As described above, in this embodiment, it is possible to analyze the enjoyment on the spot using gestures and sounds that the viewer reacts in a human manner, and incorporate it into the scoring results. This makes it possible to reflect elements (human reactions) that could not be caught by the conventional parameter-based evaluation algorithm, and to add realism to scoring.

<C: Modification>
As mentioned above, although embodiment of this invention was described, this invention is not limited to embodiment mentioned above, It can implement with another various form. An example is shown below. In addition, you may combine each following aspect suitably.
(1) In the above-described embodiment, the singer's voice picked up by the microphone 15 is scored. However, the input voice may be a voice picked up by the microphone 15 or stored in the storage unit 12 in advance. Audio data may be used. Moreover, it is set as the structure which provides a communication part in the karaoke apparatus 10, and audio | voice data received via this communication part may be scored. In short, any audio data input to the control unit 11 may be used.

(2) In the above-described embodiment, the karaoke apparatus is applied as the voice evaluation apparatus according to the present invention. However, the apparatus applied as the voice evaluation apparatus is not limited to the karaoke apparatus, for example, a personal computer, a mobile communication terminal, or a portable type. Various devices such as a game machine and a portable music player are applicable as the voice evaluation device according to the present invention.

(3) In the embodiment described above, the viewer's behavior detection and voice scoring are performed in real time. However, the present invention is not limited to this, and scoring may be performed when the singing is finished. Is optional.

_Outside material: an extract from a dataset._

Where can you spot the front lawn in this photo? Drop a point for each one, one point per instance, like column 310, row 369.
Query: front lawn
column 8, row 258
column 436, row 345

(4) In the above-described embodiment, the scoring result is notified to the singer by displaying it on the display unit 13, but the notification mode is not limited to this, and for example, it may be notified by outputting a voice message. Alternatively, a voice message indicating the scoring result may be output. Moreover, the form which transmits the information which shows a scoring result to a singer's mail terminal in an email format may be sufficient. In addition, information indicating the scoring result may be output to the storage terminal and stored. In this case, the singer can refer to the information by reading the information from the storage medium using a computer. it can. The scoring result may be printed out on a predetermined sheet. In short, what is necessary is just to output the information which shows a scoring result so that a message thru | or information can be conveyed to a singer by some means.
Further, the scoring result may be notified in real time during the singing, or the scoring result may be notified after the singing is finished, and the timing of notifying the scoring result is arbitrary.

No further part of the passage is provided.